Why is "implicit declaration of function" just a warning?

Question

This is NOT a question on how to resolve the "implicit declaration of function" warnings that appear in C programs, that has been answered many times already.

I understand that this is a compiler warning, what I'm wondering is why is this a warning rather than an error? If the compiler cannot see the function, what happens when the function is called at runtime? Does the linker ultimately resolve this issue? Or are we to assume that the behaviour of calling a function that produced such warning is unknown?

Answer 1

why is this a warning rather than an error?

Because there are a lot of legacy code thet is written in such way. Compiler error will break it.

If the compiler cannot see the function, what happens when the function is called at runtime?

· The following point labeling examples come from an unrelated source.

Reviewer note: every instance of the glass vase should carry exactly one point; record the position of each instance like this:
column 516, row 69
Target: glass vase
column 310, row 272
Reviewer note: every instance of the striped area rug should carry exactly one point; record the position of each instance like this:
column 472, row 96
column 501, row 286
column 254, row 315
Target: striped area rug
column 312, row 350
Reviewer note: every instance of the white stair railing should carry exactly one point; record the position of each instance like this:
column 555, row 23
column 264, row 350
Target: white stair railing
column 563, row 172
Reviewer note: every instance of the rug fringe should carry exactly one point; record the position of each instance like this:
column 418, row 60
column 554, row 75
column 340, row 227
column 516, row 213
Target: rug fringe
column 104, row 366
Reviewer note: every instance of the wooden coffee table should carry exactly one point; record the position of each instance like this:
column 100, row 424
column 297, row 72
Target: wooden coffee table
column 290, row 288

Does the linker ultimately resolve this issue?

Let's look the example:

int main()
{
    foo();
    return 0;
}

When working the compiler generates its own function signature like int foo(...) and will use it. By the way it can lead to very curious errors. So the object file will contain the call of this function and it is ok. When you will try to link it you will get an error: undefined reference to `foo'. But if you have another module with foo definition, the linker will find it by name and link it.

Or are we to assume that the behaviour of calling a function that produced such warning is unknown?

As I said it can lead to some curious errors. Imagine that you have code like int i = foo() and foo is without signature. And in another module you have the following: int * foo(){...}. When building application in 64 bit mode you will put to i only 32 bit of a 64 bit pointer. So you may say in fact the behaviour of your program may be unknown.